Finding Residues of a Function

[asi123]

residues 2 :)

Homework Statement

Ok, so I have this function and I need to find the residues for it.
I developed the function into Laurent series and my question is, how can I find a(-1) which is the residues?

Thanks in advance.

Homework Equations

The Attempt at a Solution

 

[HallsofIvy]

The function is
$$f(z)= cos(\frac{1}{z-2})$$
and you correctly used the McLaurin series for cos(u), with u= 1/(z-2), to write the Laurent series
$$\sum_{n= 0}^\infty \frac{(-1)^n}{(2n)!} (z-2)^{-2n}$$
Since the power of z- 2 is always even, there is no (z-2)^-1 term: the coefficient is 0.

HOWEVER, because that series has an infinite number of negative powers with non-zero coefficient, z= 2 is an essential singularity, not a pole. There is NO residue.

 

[asi123]

The function is
$$f(z)= cos(\frac{1}{z-2})$$
and you correctly used the McLaurin series for cos(u), with u= 1/(z-2), to write the Laurent series
$$\sum_{n= 0}^\infty \frac{(-1)^n}{(2n)!} (z-2)^{-2n}$$
Since the power of z- 2 is always even, there is no (z-2)^-1 term: the coefficient is 0.

HOWEVER, because that series has an infinite number of negative powers with non-zero coefficient, z= 2 is an essential singularity, not a pole. There is NO residue.

Oh, so an essential singularity has no residue?

Thanks.

 

[asi123]

How about this one?

Thanks again.

 

[HallsofIvy]

The function is
$$f(z)= cos(\frac{1}{z-2})$$
and you correctly used the McLaurin series for cos(u), with u= 1/(z-2), to write the Laurent series
$$\sum_{n= 0}^\infty \frac{(-1)^n}{(2n)!} (z-2)^{-2n}$$
Since the power of z- 2 is always even, there is no (z-2)^-1 term: the coefficient is 0.

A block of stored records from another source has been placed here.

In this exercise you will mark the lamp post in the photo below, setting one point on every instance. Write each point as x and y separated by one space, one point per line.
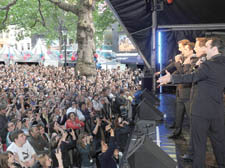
64 33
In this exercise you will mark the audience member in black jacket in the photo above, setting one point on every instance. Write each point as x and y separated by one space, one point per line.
65 146
122 133
106 157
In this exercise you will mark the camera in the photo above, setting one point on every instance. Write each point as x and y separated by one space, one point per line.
68 130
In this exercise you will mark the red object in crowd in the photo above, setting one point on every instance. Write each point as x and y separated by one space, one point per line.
96 55
169 1
77 124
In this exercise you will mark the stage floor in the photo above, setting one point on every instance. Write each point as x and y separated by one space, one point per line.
176 148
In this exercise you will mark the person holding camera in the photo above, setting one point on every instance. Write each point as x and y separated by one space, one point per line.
74 122
84 146
106 157
62 143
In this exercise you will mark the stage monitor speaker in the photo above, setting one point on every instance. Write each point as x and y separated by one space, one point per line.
147 83
145 127
146 111
146 154
150 97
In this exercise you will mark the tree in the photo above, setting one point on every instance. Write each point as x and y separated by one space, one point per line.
82 10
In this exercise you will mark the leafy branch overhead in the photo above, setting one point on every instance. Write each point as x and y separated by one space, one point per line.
7 8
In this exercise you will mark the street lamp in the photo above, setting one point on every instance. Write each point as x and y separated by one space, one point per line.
64 33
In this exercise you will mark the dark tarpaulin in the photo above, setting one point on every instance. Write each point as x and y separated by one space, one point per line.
137 20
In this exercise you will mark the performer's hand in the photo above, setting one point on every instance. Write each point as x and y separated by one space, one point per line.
178 58
187 60
199 62
164 79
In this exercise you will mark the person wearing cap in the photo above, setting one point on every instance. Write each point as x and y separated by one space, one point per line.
73 122
74 109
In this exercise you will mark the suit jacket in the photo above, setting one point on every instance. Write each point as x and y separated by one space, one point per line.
210 79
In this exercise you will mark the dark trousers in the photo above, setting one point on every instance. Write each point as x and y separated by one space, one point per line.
214 128
182 107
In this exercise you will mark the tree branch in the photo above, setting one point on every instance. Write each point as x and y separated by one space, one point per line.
9 5
7 8
65 6
42 17
6 17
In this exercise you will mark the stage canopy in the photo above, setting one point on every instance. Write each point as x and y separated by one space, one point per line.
180 18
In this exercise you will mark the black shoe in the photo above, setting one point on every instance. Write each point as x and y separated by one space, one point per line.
187 157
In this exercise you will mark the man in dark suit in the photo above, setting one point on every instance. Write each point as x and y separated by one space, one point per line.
207 107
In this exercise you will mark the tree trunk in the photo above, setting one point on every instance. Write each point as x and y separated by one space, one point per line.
85 39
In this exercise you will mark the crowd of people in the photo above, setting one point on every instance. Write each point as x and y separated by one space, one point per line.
199 72
52 117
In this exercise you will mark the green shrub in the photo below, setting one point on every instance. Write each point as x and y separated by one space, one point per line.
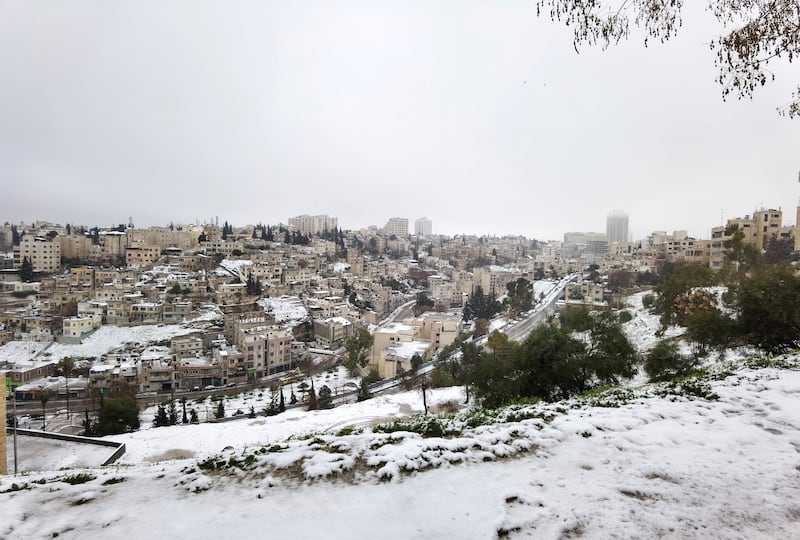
80 478
664 362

HOWEVER, because that series has an infinite number of negative powers with non-zero coefficient, z= 2 is an essential singularity, not a pole. There is NO residue.

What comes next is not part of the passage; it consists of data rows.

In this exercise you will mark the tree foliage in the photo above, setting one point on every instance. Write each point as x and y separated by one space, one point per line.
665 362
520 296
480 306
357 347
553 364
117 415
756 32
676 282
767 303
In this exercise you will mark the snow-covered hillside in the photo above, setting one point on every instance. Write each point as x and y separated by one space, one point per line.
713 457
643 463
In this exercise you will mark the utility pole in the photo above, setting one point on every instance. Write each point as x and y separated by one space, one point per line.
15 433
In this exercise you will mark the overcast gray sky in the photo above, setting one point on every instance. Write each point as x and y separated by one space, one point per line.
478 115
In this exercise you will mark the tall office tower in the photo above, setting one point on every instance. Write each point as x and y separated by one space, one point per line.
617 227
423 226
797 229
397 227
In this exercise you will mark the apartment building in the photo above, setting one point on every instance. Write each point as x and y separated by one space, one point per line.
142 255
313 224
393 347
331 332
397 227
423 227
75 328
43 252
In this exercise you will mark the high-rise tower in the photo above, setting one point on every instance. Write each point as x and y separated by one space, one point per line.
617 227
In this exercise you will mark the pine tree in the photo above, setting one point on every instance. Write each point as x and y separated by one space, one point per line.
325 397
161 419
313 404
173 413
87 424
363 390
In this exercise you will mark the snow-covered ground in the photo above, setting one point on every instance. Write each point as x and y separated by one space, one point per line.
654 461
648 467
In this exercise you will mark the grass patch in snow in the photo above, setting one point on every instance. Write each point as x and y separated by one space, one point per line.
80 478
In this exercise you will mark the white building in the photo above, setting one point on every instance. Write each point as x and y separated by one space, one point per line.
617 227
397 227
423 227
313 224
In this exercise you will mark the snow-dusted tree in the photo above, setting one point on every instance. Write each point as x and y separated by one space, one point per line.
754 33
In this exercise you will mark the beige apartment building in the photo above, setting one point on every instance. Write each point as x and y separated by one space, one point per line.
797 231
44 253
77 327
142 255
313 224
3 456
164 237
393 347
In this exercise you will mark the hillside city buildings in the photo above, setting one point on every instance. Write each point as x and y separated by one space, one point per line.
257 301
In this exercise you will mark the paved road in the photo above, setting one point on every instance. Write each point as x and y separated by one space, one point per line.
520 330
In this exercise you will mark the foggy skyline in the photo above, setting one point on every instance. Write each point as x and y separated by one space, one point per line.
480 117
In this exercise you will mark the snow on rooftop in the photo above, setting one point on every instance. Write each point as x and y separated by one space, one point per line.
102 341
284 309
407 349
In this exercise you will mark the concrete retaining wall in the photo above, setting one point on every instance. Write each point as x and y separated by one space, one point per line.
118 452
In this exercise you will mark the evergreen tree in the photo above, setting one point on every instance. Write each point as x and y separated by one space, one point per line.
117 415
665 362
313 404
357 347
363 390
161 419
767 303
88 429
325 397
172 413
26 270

I am informed that, according to Wikipedia, I am wrong about this. That is, that the residue is still the coefficient of the -1 power in the Laurent series. The difference is just that the formula for the residue, taking the nth derivative where n is the order of the pole, cannot be used but you still can find it by finding the Laurent series itself. In the case of your first problem, the residue is 0 and for your new problem, it is 1.